At the first in-person hearing for the Boston City Council since the start of the pandemic, leaders of several city workers' unions on Thursday pleaded their case for Mayor Michelle Wu to drop the controversial mandate that city employees be vaccinated. The policy is in limbo following a court ruling that temporarily paused it from taking effect.
Earlier this month, a state appeals court judge overturned a lower court ruling that upheld the mandate, blocking Wu from enforcing it "until final resolution of this matter." The Wu administration on Friday filed its own appeal seeking to overturn that ruling.
Wu has already struck a new agreement with the Boston Teacher’s Union which ties unvaccinated workers’ ability to work to certain routinely monitored COVID-19 metrics. That memorandum of agreement now also faces a court challenge. Similar agreements, the mayor’s press office said, have been offered to all of Boston’s unions.
The latest court developments, coupled with Boston’s improving COVID-19 metrics, have made the fate of Wu’s vaccine mandate unclear. At last check, according to the mayor, more than 90 percent of the city’s workforce has complied. The small portion of vocal holdouts, empowered by the appeals court ruling, have signaled their intention to keep up the fight against the policy in the name of collective bargaining rights.
"With the recent injunction, the message today is clear: Mayor Wu should never have attempted to steamroll our labor rights," said Jeanne Carroll, president of the Boston Police Superior Officers Federation.
The organization was one of the three unions that challenged Wu's mandate in court, alongside the Boston Firefighters Local 718 and the Boston Police Detectives Benevolent Society.
Boston Public Health Commission Executive Director Dr. Bisola Ojikutu said the agency will discuss the city's mask requirement and its two-year-old state of emergency order at its board meeting on March 4.
“We’re at a good place right now, and all of our metrics are trending in the right direction,” said Ojikutu. “So, I think that our decisions are going to be guided by not only these metrics, but all the other factors that we look at as we’re trying to make sure that our Boston residents are safe.”

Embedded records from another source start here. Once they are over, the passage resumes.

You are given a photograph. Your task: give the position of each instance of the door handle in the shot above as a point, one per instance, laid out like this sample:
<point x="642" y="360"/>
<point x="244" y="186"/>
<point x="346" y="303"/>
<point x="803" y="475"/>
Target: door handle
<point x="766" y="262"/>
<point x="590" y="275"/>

Councilor Frank Baker pointed to the improving COVID-19 metrics and asked that the mayor revert back to one of the prior agreements that allowed municipal workers to bypass a COVID-19 vaccination by opting into weekly testing.
Union presidents and members at the hearing echoed that reasoning.

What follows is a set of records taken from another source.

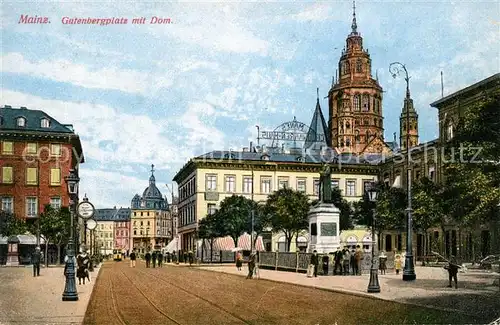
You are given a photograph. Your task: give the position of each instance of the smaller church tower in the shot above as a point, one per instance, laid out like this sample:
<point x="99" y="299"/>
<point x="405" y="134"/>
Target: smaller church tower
<point x="408" y="123"/>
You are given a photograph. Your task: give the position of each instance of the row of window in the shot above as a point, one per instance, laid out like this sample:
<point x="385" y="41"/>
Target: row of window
<point x="21" y="122"/>
<point x="31" y="148"/>
<point x="31" y="204"/>
<point x="31" y="176"/>
<point x="360" y="103"/>
<point x="266" y="184"/>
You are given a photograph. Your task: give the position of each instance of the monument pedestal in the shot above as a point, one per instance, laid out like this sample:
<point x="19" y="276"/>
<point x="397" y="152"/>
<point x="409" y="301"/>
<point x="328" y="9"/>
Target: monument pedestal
<point x="324" y="219"/>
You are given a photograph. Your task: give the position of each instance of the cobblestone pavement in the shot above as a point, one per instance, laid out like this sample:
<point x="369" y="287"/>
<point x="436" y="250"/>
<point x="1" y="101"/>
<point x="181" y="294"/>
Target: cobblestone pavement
<point x="476" y="294"/>
<point x="25" y="299"/>
<point x="191" y="295"/>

"We are asking and we are hopeful that Mayor Wu and other officials throughout the city will now pivot as omicron continues to dissipate, and honor our previously signed agreements for former Mayor Janey," said Larry Calderone, president of the Boston Police Patrolmen's Association, a group that did not join the lawsuit.
The three unions that sued over the mandate have argued the city should not be allowed to force vaccination as a condition of employment, particularly after requiring first responders to show up for work in the early days of the pandemic, before vaccines became available. John Soares, president of the Boston firefighters union, implied it would be unjust to terminate workers for not complying with the vaccine mandate now that cases are decreasing.
"We've been on this rollercoaster ride," he said. "We have members of our department who have been working two years, in the beginning of this [pandemic], unvaccinated."
Councilor Baker, who was a printer for the city until the printing department closed in 2010, also pleaded that the mayor not move forward with terminating workers who fail to get vaccinated.
"This issue is personal to me," Baker said, recalling the loss of his city job.
Baker said he appreciated the city rescinding the policy requiring proof of vaccination for access to indoor recreation venues like gyms, bar and restaurants and theaters, but "we still have the pending issue of people losing their jobs, people that are dedicated to the city. We still don't know what's going to happen with all those people."
At-Large Councilor Erin Murphy, who chaired the hearing, said she has received "hundreds and hundreds" of calls and emails regarding Boston's COVID-19 restrictions over the last two months.
Murphy called the hearing days after a small band of protesters disrupted the first City Council meeting of the year insisting that Boston should not maintain its public health emergency declaration, which was declared back in March 2020 and extended the following month.